10. Introduction to version control#

Section author: Gavin Huttley

“Version control” refers to software tools that are designed to efficiently keep track of changes to your plain text files. As the phrase implies, the support relates to recording different versions of files. Here, the word version is not limited to a release version [1].

While used predominantly for programming [2], they can be applied to any application that uses plain text files [3]. Familiarity with version control is thus crucial for bioinformaticians. Here’s just a short list of some advantages from using it:

  • makes it easier to experiment with different solutions to a problem

  • makes it easier to collaborate with other people

  • makes moving your code between computers easier

  • makes it easier to ensure the reproducibility of your work

As a budding professional computational scientist, writing code is your core business so anything that makes that job easier is a good thing!

In this topic I provide a functional introduction [4] to the version control tool git. git is a sophisticated (and very complex) command line tool with extensive capabilities. It is not the only such tool available [5]. You will become familiar with using it in a terminal. Note that some IDE’s expose a sophisticated graphical user interface to using git that make using it much easier.

10.1. Getting set up#

These instructions are focussed on having a repository (see Glossary of key version control terms for definitions) that is hosted at GitHub and for which there will be a clone on a computer that you will use for writing your code. If you don’t already have one, sign up for a GitHub account.

You also need git installed on the machine where you will be writing / running the code [6].

On your developer machine you need to inform git what your user name and email address are. These details are used to “sign” every commit you make. This is your attribution and informs others who made what changes. On your developer machine, in the terminal

$ git config --global user.name "Your Name"
$ git config --global user.email "YourEmail@example.com"

I also strongly recommend to change the log message editor from the default (vim) to nano [7].

$ git config --global core.editor nano

10.2. A demo project#

10.2.1. Create a demo project on GitHub#

Once your account is setup, create a new repository. For the purpose of demonstration, I’m going to assume you name it demo.

Check the “Add a README file” option. Check the “Add .gitignore” option and select python from the popup. Check the “Choose a license” option and pick whichever one you like.

10.2.2. Cloning the repository to your development computer#

In this case, you will clone onto the machine where you will be developing your code. I assume you have gone through the process of creating an ssh key and followed GitHub’s instructions for adding that to your account [8].

$ git clone git@github.com:YourUserName/YourRepo.git

This creates a directory named YourRepo on the system.

10.2.3. Add a python file to your repository#

You first need to change into the directory that contains your repository. In the terminal, this is

$ cd YourRepo

When you list all [9] the contents of this directory you will see the .git directory

10.2.3.1. Create a file to add#

Note

Skip this step if you already have a file you want to add!

Now create a python file that contains just a print statement

$ echo 'print("Hello World")' > demo.py

10.2.3.2. Add a file#

We tell git we want to add a file to your repository using,

$ git add demo.py

This command just “stages” the file, meaning you have told git to include this change when you make the next commit.

10.2.3.3. Commit the file!#

You have not finished this until you commit the staged change!

$ git commit -m "Added a demo python script"

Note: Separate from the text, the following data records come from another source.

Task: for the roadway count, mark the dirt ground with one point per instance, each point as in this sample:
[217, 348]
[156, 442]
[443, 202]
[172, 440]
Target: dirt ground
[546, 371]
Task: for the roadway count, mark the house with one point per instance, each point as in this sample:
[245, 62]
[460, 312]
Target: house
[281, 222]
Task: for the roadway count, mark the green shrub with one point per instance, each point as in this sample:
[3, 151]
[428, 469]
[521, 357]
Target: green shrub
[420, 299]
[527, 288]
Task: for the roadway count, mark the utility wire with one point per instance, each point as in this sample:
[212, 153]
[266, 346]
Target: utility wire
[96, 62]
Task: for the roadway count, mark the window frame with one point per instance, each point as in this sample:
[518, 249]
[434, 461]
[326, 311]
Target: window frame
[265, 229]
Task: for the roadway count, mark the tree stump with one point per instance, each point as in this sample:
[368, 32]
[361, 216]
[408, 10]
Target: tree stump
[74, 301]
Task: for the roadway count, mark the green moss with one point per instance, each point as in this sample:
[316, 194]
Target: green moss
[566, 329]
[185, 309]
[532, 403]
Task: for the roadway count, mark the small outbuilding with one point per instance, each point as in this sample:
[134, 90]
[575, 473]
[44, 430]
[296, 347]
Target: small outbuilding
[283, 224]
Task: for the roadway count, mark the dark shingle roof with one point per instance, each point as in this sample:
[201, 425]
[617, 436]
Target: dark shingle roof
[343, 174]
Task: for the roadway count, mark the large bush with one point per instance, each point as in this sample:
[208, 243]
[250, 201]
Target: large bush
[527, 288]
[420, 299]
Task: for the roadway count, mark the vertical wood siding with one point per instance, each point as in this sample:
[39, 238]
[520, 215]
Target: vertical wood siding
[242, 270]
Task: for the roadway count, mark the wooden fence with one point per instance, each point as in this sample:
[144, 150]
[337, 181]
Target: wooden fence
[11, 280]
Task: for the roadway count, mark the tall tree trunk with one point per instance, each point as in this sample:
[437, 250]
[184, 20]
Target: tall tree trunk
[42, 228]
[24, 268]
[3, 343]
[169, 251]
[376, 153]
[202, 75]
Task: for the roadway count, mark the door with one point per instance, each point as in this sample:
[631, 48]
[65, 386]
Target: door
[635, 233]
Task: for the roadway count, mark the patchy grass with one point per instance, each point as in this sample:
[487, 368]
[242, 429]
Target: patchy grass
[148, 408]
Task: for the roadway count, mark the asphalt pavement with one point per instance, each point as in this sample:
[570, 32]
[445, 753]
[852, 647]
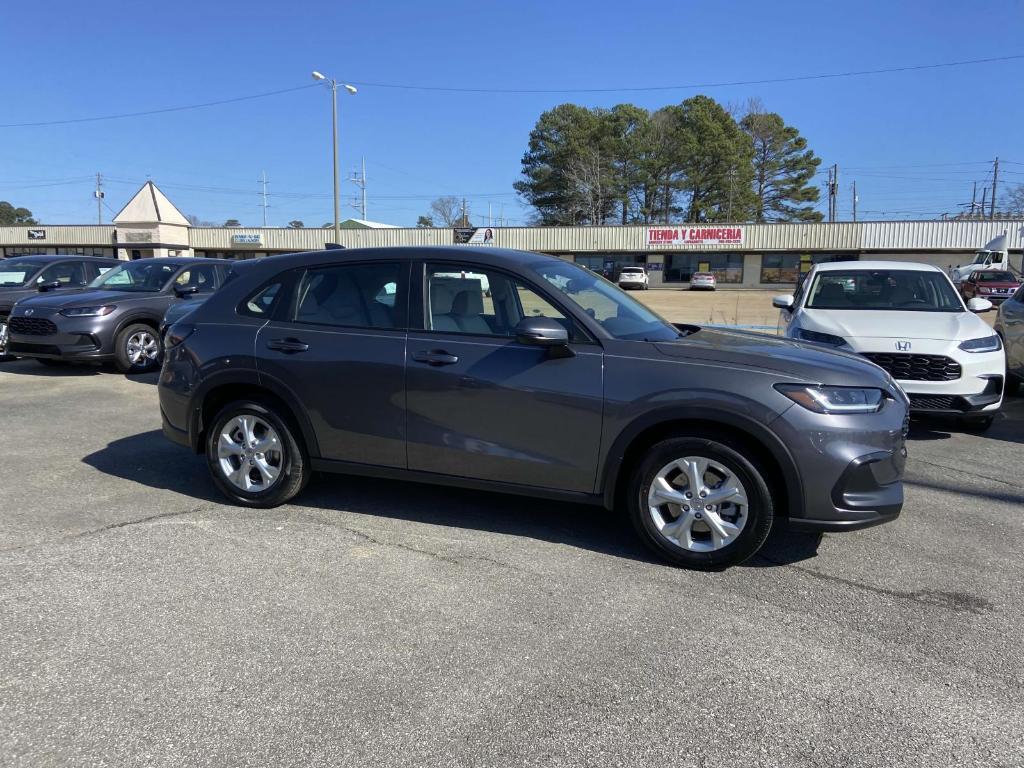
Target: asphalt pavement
[143, 623]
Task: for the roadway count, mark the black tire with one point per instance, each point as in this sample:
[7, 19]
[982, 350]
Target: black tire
[760, 510]
[977, 426]
[121, 356]
[293, 462]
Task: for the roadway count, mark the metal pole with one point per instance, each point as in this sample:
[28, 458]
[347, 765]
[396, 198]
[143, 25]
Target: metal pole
[334, 113]
[995, 177]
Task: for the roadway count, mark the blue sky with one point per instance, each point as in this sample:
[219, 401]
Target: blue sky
[913, 141]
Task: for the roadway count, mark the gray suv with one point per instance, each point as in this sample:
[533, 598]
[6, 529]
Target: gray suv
[116, 317]
[525, 374]
[26, 275]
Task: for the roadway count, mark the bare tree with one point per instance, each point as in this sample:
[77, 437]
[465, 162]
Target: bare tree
[449, 210]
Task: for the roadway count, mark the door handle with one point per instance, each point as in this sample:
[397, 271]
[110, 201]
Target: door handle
[287, 345]
[435, 357]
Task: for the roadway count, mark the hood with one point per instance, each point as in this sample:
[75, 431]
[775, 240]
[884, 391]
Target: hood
[796, 359]
[83, 297]
[891, 325]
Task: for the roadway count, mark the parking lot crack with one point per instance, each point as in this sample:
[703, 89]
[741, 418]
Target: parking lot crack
[958, 602]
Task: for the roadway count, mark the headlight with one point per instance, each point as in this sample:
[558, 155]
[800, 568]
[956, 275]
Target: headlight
[88, 311]
[985, 344]
[822, 399]
[829, 339]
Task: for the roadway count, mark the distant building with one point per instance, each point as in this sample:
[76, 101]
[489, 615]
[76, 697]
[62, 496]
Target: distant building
[740, 255]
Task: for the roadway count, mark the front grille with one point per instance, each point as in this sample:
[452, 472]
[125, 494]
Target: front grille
[916, 367]
[936, 402]
[32, 326]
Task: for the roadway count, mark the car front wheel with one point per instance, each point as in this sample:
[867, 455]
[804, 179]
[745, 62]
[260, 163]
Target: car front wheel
[137, 349]
[699, 503]
[254, 456]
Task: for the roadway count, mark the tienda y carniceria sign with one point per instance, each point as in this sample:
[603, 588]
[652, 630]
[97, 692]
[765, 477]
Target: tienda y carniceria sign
[695, 236]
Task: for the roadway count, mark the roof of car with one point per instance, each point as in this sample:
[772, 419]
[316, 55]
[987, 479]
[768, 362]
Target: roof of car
[846, 266]
[482, 254]
[47, 257]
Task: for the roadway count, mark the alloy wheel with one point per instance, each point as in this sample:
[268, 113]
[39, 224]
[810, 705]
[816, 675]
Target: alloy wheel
[142, 348]
[249, 454]
[697, 504]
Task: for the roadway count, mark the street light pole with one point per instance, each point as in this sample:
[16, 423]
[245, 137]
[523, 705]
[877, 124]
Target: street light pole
[333, 85]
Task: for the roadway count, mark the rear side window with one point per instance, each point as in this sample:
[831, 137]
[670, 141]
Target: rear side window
[263, 302]
[350, 296]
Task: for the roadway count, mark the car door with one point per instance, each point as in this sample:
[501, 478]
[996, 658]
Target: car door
[339, 350]
[481, 404]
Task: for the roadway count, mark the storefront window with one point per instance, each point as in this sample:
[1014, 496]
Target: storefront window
[727, 267]
[786, 267]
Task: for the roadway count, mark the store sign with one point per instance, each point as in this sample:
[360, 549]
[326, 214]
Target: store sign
[481, 236]
[694, 236]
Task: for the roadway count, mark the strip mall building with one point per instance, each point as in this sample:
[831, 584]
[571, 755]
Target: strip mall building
[740, 255]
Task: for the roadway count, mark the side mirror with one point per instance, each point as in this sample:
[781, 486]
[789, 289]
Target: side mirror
[542, 332]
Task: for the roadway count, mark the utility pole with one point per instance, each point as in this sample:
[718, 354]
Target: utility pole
[833, 190]
[995, 178]
[264, 205]
[98, 194]
[360, 181]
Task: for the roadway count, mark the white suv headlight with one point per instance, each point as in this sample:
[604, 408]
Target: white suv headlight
[985, 344]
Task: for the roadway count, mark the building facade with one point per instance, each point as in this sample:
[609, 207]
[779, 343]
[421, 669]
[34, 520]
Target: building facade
[739, 255]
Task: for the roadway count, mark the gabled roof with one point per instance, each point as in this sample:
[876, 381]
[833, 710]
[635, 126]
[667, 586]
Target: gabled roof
[150, 206]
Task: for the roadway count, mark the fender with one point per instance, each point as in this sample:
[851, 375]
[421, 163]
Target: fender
[616, 454]
[248, 376]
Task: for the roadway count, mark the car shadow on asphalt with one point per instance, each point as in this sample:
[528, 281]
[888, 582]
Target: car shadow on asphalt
[151, 460]
[35, 369]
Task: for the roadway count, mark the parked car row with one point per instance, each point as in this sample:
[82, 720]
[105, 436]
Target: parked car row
[909, 320]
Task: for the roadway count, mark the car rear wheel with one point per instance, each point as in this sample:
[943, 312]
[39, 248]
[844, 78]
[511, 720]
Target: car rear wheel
[137, 349]
[254, 457]
[699, 503]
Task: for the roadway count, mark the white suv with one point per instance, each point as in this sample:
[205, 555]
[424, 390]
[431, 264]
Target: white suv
[909, 320]
[633, 276]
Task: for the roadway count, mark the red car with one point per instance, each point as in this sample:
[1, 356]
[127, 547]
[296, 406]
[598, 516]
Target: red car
[994, 285]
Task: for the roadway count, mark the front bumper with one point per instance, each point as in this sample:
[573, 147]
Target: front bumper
[56, 337]
[851, 466]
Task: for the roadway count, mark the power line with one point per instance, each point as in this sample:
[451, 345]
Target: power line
[766, 81]
[163, 111]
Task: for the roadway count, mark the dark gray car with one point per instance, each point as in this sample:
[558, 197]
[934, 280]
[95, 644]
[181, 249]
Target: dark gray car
[1010, 327]
[520, 373]
[26, 275]
[116, 317]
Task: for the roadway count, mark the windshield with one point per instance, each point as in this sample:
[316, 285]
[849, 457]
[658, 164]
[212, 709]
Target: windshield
[623, 316]
[17, 273]
[902, 290]
[150, 275]
[995, 278]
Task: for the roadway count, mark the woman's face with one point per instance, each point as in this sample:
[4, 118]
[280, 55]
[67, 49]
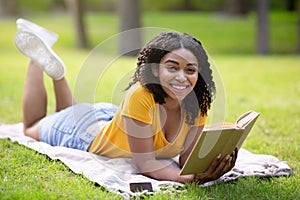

10.2.4. Look at the history of your repository#

$ git log

10.2.5. Push your change to GitHub#

$ git push

10.2.6. Tips for effective use of version control#

10.2.6.1. Do#

  • track text files

  • commit changes that are logically related

  • think of log messages as your lab notebook entries to help you (and others) to understand what you were thinking when changed the files

  • write meaningful log messages

  • commit often

  • push to GitHub often [10]

10.2.6.2. Do NOT#

  • add really big files to a repository

  • add binary files to a repository

  • add secrets [11] to a repository!

  • include a massive number of changes in one commit

10.3. Glossary of key version control terms#

add

Adding a file to a your repository.

clone

An independent copy of a repository. It is not required to be identical to the original.

commit

The act of recording changes to a file by version control software.

config

Configure the version control software.

conflict

Where someone else has made a change to a repository affecting the same lines as your change.

diff

A comparison of contents of two files / directories that shows only the differences.

.gitignore

A file that contains patterns that match files you do not want to be included in the repository.

log

Command to show the history of commits.

log message

Text that describes the purpose of the changes being committed to a repository.

manifest

Listing of files that are being tracked in a repository.

merge

The step of resolving conflicting repository versions.

repository

Short for software repository. This is a directory of (typically plain text source code) files pertaining to a project.

repo

See repository.

tracked

Refers to files whose contents are being recorded by version control software.

pull

Updating a repository by pulling changes from another (possibly on another computer) repository.

push

Pushing changes recorded locally to another (possibly on another computer) repository.

reset

See revert.

revert

To remove all changes made to the working copy of a file.

stage

Staging a file means informing git that changes to that file are to be included on the next commit step.

working copy

The files in a repository that are visible (they are not under the .git directory).